In March, Tola Adeyemi will take the helm of KPMG’s African operations at a moment when the global accounting giant is building coherence as a strategy to leverage growth in African economies.
The firm announced on Wednesday that Adeyemi will become Chief Executive Officer for KPMG in Africa, alongside the appointment of Professor Olayinka David-West and George Njenga as independent members of its Africa Governance Council. Together, the moves are intended to deepen oversight and bring greater integration to a network that spans dozens of jurisdictions, languages and regulatory systems.
“Africa is one of the most dynamic and promising regions in the global economy,” Adeyemi said in a statement. “KPMG is committed to playing a meaningful role in its growth story.”
Behind the careful phrasing lies a larger institutional challenge. For years, global professional services firms have wrestled with how to balance local autonomy with global standards — especially in regions where regulatory complexity and political risk can vary sharply from one market to another. KPMG’s “One Africa” strategy is its answer: a more unified operating model designed to strengthen cross-border collaboration and ensure consistent quality across the continent.
A Career Built Inside the Network
Adeyemi is not an outsider brought in to reset the firm’s direction. He is a product of it.
Over more than two decades within KPMG, he has held senior leadership roles, most recently serving as Managing Partner and Chief Executive of KPMG Nigeria, one of the network’s largest and most strategically important African practices. In that role, he oversaw audit, tax and advisory operations across sectors ranging from financial services to energy and public sector reform.
Colleagues describe him as technically rigorous but institutionally minded — a leader attentive not only to client growth but also to risk controls and governance standards that have come under intense global scrutiny in the accounting industry.
He has also served on KPMG’s Global Council, a body that shapes strategic priorities across the firm’s worldwide network. That exposure, according to Professor Ben Marx, chairman of the Africa Governance Council, makes him “exceptionally well-positioned” to lead.
“In addition to his global perspective,” Marx said, “he brings significant influence and credibility as a respected business leader across the continent.”
Governance, and the Weight of Reputation
The appointments of Professor David-West and Mr. Njenga to the Africa Governance Council reflect another priority: independent oversight.
Large accounting firms have faced growing pressure worldwide to demonstrate strong governance structures, particularly after high-profile corporate failures that have tested the credibility of auditors. Strengthening board-level independence is part of that recalibration.
David-West, an academic known for her work in digital transformation and financial inclusion, brings policy and research depth. Njenga contributes experience in executive education and leadership development in East Africa.
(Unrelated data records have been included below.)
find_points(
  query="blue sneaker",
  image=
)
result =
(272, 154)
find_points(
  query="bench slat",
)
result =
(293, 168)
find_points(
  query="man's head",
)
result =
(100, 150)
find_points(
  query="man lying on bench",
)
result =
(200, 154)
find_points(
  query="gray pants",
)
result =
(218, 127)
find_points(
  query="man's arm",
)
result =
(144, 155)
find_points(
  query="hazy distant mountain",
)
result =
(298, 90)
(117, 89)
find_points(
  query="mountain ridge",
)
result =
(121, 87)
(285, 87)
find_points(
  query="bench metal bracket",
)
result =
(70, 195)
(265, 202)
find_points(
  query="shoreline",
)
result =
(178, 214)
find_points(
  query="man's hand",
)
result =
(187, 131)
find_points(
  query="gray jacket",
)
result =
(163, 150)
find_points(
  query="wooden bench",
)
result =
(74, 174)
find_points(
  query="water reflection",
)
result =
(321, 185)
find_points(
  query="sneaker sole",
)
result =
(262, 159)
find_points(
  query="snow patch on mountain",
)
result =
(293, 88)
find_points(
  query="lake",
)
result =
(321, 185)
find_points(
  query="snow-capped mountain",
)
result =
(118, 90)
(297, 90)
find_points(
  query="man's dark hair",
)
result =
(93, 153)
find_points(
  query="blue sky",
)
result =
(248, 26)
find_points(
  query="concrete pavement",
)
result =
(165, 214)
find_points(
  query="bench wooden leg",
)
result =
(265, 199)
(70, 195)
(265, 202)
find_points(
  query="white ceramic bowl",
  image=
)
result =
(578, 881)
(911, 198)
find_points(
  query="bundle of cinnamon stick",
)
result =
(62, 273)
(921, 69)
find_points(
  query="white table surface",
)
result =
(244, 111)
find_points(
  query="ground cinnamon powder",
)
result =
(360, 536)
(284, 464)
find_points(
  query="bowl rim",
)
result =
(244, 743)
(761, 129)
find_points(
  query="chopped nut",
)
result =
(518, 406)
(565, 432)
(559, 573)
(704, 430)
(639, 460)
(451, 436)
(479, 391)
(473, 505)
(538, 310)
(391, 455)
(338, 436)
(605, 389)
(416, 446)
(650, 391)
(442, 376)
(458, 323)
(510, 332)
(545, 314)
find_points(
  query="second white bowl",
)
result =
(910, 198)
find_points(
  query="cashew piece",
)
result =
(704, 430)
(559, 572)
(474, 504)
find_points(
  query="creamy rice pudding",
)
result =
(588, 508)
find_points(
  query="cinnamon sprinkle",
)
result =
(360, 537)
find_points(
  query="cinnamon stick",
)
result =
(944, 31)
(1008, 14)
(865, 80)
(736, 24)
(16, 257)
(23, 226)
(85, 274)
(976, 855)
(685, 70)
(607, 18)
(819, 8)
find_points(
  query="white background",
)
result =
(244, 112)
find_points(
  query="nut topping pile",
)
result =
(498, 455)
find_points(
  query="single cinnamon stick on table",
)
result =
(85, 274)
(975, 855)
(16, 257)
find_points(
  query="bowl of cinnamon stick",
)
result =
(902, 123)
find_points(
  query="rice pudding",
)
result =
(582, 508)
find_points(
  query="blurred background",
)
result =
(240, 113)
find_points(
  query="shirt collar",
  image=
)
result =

Their roles will center on providing governance supervision rather than operational management.
“These appointments reinforce KPMG’s commitment to strong governance, accountability and leadership depth,” Marx said.
The Stakes in Africa
Africa’s economic landscape is expanding in both opportunity and complexity. Rapid urbanization, fintech growth, infrastructure financing and energy transition investments have created demand for sophisticated advisory services. At the same time, regulatory regimes remain uneven, and political shifts can reshape market conditions quickly.
For multinational clients operating across borders, consistency matters as much as local expertise. The “One Africa” framework seeks to ensure that an audit in Nairobi, Lagos or Johannesburg meets the same technical standards and risk discipline.
Adeyemi, who trained as an accountant and holds fellowship status within Nigeria’s chartered accounting institute, represents a generation of African business leaders shaped both by domestic market realities and global governance expectations.
“It is a privilege to step into this role at such a pivotal moment,” he said. Whether the new structure succeeds will depend less on rhetoric and more on execution — on whether integration can move beyond strategy documents into everyday practice.
For KPMG, the appointment signals confidence not only in its African leadership bench but in the continent’s long-term trajectory. For Adeyemi, it marks a shift from leading a national practice to stewarding a diverse regional enterprise where reputation, risk and opportunity are tightly intertwined.